D’autres équipes ont montrés des dépôts de molécules du complément (molécules
impliquées également dans les réponses immunes et ici inflammatoires) associées
aux dépôts d’IgA. Donc ces dépôts contiennent des IgA mais aussi plusieurs
autres molécules associées et certainement d’autres encore non identifiées. Ces
dépôts activent les cellules mésangiales qui possèdent un récepteur aux IgA (le
TfR), induisant leur prolifération. Elles produisent également plus de
récepteurs TfR et une autre protéine la transglutaminase 2 (référence 4)

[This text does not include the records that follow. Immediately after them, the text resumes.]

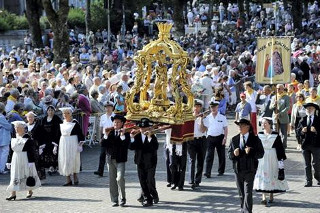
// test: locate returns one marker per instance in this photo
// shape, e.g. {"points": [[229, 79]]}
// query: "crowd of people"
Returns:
{"points": [[220, 72]]}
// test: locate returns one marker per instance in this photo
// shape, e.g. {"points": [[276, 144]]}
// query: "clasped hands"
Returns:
{"points": [[312, 129], [236, 152]]}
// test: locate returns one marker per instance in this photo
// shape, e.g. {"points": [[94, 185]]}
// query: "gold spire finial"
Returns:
{"points": [[164, 29]]}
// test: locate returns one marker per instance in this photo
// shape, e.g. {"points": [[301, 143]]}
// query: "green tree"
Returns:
{"points": [[58, 22], [88, 16], [296, 11], [178, 19], [33, 13]]}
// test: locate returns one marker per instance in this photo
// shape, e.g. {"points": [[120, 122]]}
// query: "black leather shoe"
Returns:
{"points": [[11, 197], [123, 202], [115, 204], [147, 204], [156, 200], [98, 173], [140, 199], [193, 186], [308, 184], [207, 175], [68, 184]]}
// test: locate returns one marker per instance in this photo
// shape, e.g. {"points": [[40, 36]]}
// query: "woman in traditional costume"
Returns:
{"points": [[267, 179], [21, 162], [48, 142], [69, 147], [297, 113]]}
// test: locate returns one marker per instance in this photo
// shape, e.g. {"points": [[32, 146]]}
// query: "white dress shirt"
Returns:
{"points": [[215, 125]]}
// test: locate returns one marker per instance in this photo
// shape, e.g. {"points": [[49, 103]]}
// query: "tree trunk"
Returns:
{"points": [[88, 16], [58, 23], [210, 21], [285, 4], [178, 19], [296, 12], [247, 23], [305, 9], [33, 14], [241, 13]]}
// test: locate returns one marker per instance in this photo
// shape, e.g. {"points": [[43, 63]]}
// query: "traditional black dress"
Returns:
{"points": [[49, 132], [34, 133], [22, 158], [69, 153]]}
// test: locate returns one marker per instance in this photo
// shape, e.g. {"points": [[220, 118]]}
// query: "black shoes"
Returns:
{"points": [[147, 204], [140, 199], [123, 202], [156, 200], [12, 197], [207, 175], [29, 195], [173, 187], [308, 184], [68, 184], [98, 173], [115, 204]]}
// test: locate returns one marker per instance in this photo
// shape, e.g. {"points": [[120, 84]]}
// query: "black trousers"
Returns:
{"points": [[167, 157], [197, 153], [148, 183], [102, 160], [244, 182], [311, 152], [178, 166], [212, 144]]}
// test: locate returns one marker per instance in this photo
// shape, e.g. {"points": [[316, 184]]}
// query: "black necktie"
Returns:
{"points": [[243, 142], [309, 121]]}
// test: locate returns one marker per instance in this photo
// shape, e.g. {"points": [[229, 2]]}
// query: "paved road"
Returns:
{"points": [[217, 194]]}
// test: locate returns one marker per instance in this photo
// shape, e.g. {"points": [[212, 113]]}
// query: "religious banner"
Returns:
{"points": [[273, 60]]}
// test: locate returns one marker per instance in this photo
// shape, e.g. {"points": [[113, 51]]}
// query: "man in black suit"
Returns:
{"points": [[117, 143], [245, 149], [146, 145], [309, 129], [264, 102]]}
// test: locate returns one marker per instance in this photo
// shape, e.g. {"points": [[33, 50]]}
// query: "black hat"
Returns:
{"points": [[243, 121], [144, 122], [316, 106], [214, 103], [119, 117], [198, 102]]}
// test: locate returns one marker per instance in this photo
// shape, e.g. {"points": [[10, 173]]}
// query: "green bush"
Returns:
{"points": [[44, 23], [21, 23], [76, 18], [10, 21], [3, 25]]}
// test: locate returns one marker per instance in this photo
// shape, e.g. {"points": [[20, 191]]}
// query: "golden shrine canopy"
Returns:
{"points": [[154, 60]]}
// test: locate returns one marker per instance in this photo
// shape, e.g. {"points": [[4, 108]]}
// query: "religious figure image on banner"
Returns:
{"points": [[277, 62], [273, 60]]}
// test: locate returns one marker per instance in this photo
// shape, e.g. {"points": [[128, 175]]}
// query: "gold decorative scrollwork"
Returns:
{"points": [[152, 63]]}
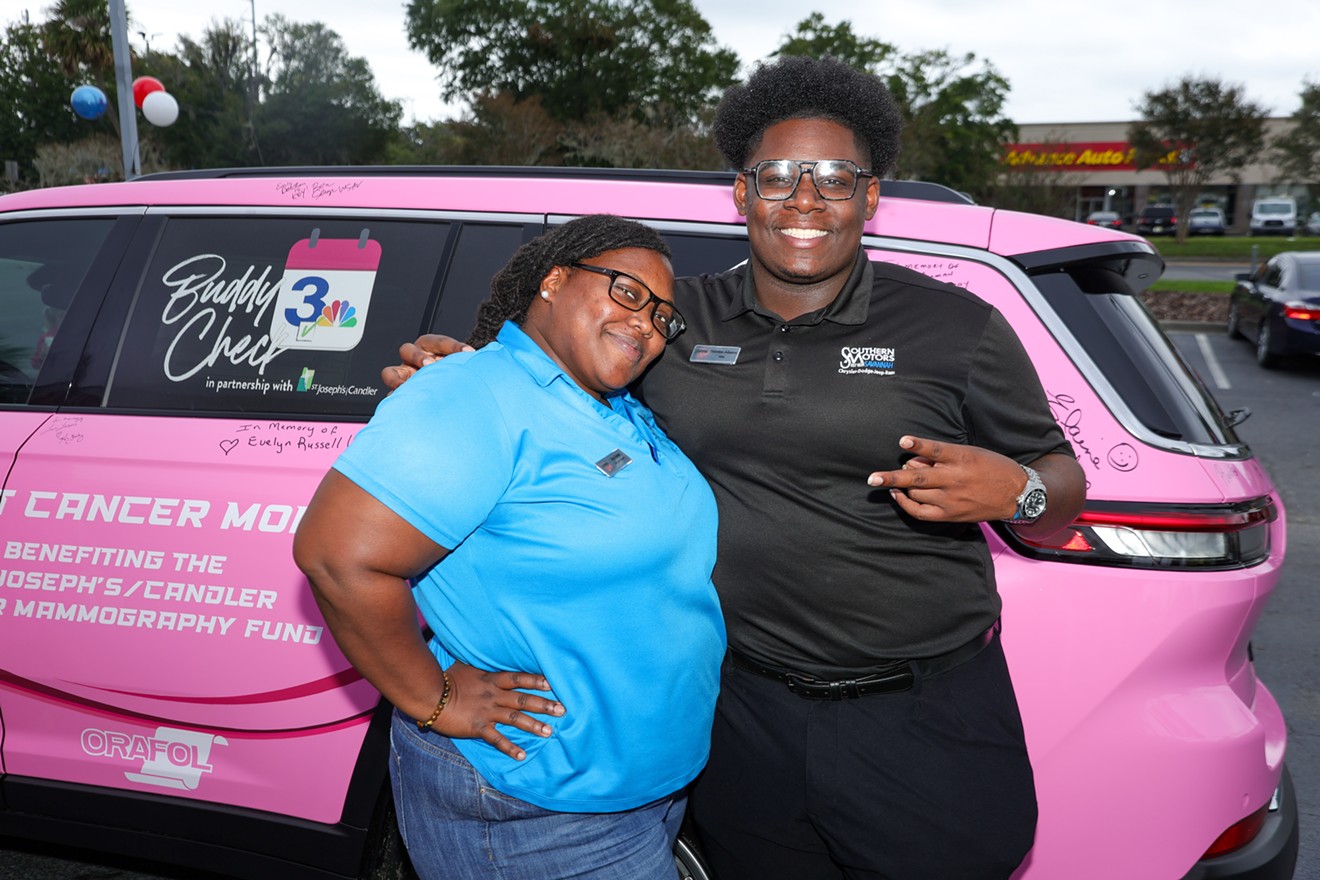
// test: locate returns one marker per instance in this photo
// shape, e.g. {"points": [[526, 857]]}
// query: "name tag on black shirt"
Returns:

stabilisant les dépôts et aggravant le processus. Enfin, ces cellules
produisent également de petites molécules chimiques appelées cytokines qui
attirent les cellules immunitaires induisant une inflammation plus grande. Une
équipe suédoise a montré au symposium que lorsqu’ils extraient les cellules
mésangiales de biopsies de patients atteints de néphropathie à IgA, ces
cellules sont plus réactives aux IgA que des cellules d’autres patients
(référence 5). L’origine de cette hyperactivation des cellules des patients
n’est pas connue, elle pourrait résulter de l’activation continue par les IgA
des cellules mésangiales des patients rendant ces cellules hypersensibles aux
IgA ou avoir une origine génétique.
Pour
conclure ce congrès, une nouvelle définition de la néphropathie à IgA a émergé
des nouveaux résultats. La maladie est n’est pas seulement caractérisée par des
dépôts d’IgA polymériques dégalactosylées mais ils sont associés à des dépôts
de CD89 et de molécules du complément (C3 et MBL) avec une prolifération des
cellules mésangiales. Cette maladie reste complexe mais de nouvelles pistes
semblent prometteuses.
Références
1.
Kiryluk K et al. Plos Genet 2012
2.
Yu XQ. et al. Nat Genet 2012
3.
Gharavi AG. et al. Nat Genet 2011
4.
Berthelot L. et al. J Exp Med 2012
5.
Ebefors K. et al. Présentation au symposium de Nanjing 2013.
Légende de la Figure 1 :
Analyse du risque géo-spatial dans le monde de la
néphropathie à IgA en fonction des études génétiques.